Majority of those living below the poverty line are not able to finish basic education. Even if elementary and even high school education is provided free in the country, the very poor do not have enough money to spend for jeepney fares and “baon” so they are forced to stop and earn first to satisfy their stomach. This is particularly true in remote barrios in the provinces where schools could not be suitably located to serve far areas.
These thinly populated areas are the one most neglected or even forgotten by the local and national government. Considering that schools are near their residences and travelling is not a problem, these children of the poor do not have enough nutrition for their body and mind to develop properly and normally. Coupled with the lack of time to study because they also have to work to earn a living they may not be able to cope up and again loose interest and then stop studying.

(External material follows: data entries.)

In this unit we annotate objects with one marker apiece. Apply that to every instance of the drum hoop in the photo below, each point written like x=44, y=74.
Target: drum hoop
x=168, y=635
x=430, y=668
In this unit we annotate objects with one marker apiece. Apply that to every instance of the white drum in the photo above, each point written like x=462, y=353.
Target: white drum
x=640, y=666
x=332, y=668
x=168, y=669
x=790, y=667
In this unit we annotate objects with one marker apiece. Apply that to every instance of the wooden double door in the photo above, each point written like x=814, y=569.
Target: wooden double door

Lastly, considering further that these poor children have enough nourishment and also enough time to study, insufficient school facilities like library, computers, laboratories and other teaching aids like audio visual rooms are usually not adequately provided for, if at all, in most public schools where poor students study. Several students share dilapidated books and obsolete computers with pirated softwares. Science experiments are imagined due to lack of materials and apparatus. Speech labs are limited to the very rich cities like Makati.
In a Third World country like the Philippines, honest to goodness good education can only be accessible by those who have the monetary means -the upper class and middle class. Several of the very poor that have the luck, shear fate and the determination and perseverance could succeed on achieving it especially with the support of dedicated and righteous teachers. But even this would be very elusive if major reforms in government are not instituted. It is not an easy task, because it is like a chicken-and-egg thing between education and poverty. But as for me, address poverty first!